Regarding another possible concern from game developers, de Witte also addressed this in a podcast interview: he believes fears that AI models will replace developers are "overblown," as training AI agents in spatial reasoning and generating game content are two entirely different paths.

The game screen is raw material, not a competitor.

How far is this road?

The idea of moving virtual physics from games into the real world is not something new.

Game engines have long been widely used in robotics simulation, with NVIDIA Isaac and Unity Robotics doing similar work. What sets General Intuition apart is that it doesn’t possess the engine itself, but rather the traces of human actions within games—intentional data, not just pure physics simulation outputs.

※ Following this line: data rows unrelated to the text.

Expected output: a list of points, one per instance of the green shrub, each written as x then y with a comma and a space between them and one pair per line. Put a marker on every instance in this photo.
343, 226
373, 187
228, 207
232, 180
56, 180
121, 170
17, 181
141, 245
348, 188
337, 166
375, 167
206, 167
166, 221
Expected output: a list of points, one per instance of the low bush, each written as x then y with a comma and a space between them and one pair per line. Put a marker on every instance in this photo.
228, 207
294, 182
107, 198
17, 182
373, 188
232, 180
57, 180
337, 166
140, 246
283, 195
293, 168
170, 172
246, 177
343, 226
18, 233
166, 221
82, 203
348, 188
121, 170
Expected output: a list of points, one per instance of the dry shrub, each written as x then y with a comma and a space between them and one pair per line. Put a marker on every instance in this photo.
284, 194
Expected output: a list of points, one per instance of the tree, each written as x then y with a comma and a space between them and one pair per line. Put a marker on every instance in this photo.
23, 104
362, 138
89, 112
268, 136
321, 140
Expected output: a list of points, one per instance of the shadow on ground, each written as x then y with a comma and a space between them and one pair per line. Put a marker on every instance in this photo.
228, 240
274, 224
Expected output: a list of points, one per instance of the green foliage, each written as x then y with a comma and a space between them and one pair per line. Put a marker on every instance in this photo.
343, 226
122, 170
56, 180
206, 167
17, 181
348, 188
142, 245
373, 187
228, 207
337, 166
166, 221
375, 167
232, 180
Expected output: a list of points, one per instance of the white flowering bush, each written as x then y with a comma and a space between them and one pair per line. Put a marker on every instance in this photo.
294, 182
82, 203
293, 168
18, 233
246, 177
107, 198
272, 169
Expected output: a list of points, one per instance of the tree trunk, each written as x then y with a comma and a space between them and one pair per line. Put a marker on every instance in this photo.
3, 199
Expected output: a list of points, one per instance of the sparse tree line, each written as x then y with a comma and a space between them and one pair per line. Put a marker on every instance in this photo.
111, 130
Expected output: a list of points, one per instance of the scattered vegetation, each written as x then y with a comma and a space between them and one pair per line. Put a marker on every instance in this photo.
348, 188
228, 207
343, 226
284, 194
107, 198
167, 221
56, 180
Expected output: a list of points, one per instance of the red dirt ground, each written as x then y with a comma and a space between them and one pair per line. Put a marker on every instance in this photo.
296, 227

This difference can be understood through a simple analogy: teaching a student to drive, you could show them all the formulas about friction and turning radius from a physics textbook, or you could have them sit beside an experienced driver and watch a thousand hours of real driving footage, feeling the steering wheel’s resistance in their hands. The latter may not be more efficient, but it builds an ability closer to instinct. This is precisely where game footage holds value for robotic spatial reasoning.

Of course, there is a gap between driving games and real driving, just as there is a gap between the physics engine in Fortnite and the laws of physics in the real world. The size of this gap and how much data can bridge it are questions that General Intuition will need to answer through products and benchmarks, not through demonstrations or valuations.

In the wave of funding for world models, every company is telling a grand story about "physical AI." But the real turning point often comes after the API is opened—developers will quickly show what they can and cannot build with it. General Intuition’s late-summer API launch is likely a more critical milestone to watch than this funding round.

The gaming industry has spent decades training human brains to process three-dimensional space; now, that data is being used in reverse to train robots' brains—and this cycle alone is already fascinating.